Two European content payment platforms are advancing with news of an investment and a move in to video.

Netherlands-based Cleeng, which we have previously reported on and which facilitates payments through blog CMSes and other suites for outlets including La Tribune, Dailymotion and VentureBeat, is raising a €400,000 ($511,000) investment to try targeting U.S. business.

Amongst the backers is Pascal Cagni — until his resignation this May, Apple’s VP for Europe, Middle East, India and Asia — who says (via release):

“Through my 12 years leading Apple in Europe, I was uniquely positioned to monitor how the digital revolution can be disruptive and make monetization challenging. In the meantime, the proliferation of mobiles devices is on par with the acceleration of content digitalization and has broadened market reach in an unforeseen fashion. The opportunity to offer a simple, straightforward, robust solution to monetize content, being TV programs, videos, or live events is simply huge.”

Meanwhile, central European buffet payment facilitator Piano Media is trying a limited addition of paid video to its system that already charges users to access sections of several newspaper and magazine websites.

The video is from Zuzana Piussi, a Slovak filmmaker who could face two years in prison if convicted for her controversial film about the Slovak judiciary. Her latest film, about Slovak politics, is being distributed only via the Piano-powered paid part of weekly news magazine Týžde?’s website.

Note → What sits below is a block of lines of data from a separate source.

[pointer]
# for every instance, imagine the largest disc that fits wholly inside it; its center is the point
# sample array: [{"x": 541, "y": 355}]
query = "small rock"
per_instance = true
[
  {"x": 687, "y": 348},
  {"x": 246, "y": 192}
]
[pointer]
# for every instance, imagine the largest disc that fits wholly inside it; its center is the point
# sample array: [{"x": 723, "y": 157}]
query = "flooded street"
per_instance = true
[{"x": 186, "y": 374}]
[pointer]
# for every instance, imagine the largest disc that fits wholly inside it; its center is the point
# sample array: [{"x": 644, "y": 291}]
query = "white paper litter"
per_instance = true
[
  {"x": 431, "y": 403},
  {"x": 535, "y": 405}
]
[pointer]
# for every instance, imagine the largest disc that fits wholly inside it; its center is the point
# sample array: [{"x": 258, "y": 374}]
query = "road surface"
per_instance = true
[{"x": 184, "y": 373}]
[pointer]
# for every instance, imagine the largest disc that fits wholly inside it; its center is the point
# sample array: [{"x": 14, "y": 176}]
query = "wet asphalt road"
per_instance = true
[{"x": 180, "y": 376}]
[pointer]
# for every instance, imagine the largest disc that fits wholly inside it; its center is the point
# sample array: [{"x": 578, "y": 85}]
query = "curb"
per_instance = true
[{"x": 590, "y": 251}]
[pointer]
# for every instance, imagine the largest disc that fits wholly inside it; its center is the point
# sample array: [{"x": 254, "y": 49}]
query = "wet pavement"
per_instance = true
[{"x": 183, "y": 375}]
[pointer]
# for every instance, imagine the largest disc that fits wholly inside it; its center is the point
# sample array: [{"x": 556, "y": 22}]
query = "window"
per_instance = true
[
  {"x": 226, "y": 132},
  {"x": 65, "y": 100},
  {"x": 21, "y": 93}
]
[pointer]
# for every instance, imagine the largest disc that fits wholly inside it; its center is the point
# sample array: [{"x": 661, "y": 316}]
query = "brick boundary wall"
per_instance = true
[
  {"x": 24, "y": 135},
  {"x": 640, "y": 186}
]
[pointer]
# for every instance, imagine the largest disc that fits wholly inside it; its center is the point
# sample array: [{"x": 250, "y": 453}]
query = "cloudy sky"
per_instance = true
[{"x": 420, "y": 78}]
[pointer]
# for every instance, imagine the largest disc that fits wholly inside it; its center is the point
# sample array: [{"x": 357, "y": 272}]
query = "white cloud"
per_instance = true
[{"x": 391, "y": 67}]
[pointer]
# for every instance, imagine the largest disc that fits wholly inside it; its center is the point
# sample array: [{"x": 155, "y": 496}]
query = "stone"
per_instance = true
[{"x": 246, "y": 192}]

“The multiplex cinemas were against distributing the film after the controversy surrounding my last film,” Piussi says (via release). “Therefore, distributing the movie online, for me as the creator, is now the only way forward.”

Piano Media is better resourced than Cleeng for geographical expansion, having raised a €2 million second round in April. But Piano’s three launched countries so far — Slovakia, Slovenia and Poland — are all in Europe while Cleeng already appears to have ambitions of breaking in to the States.

Other Cleeng backers are unnamed private investors.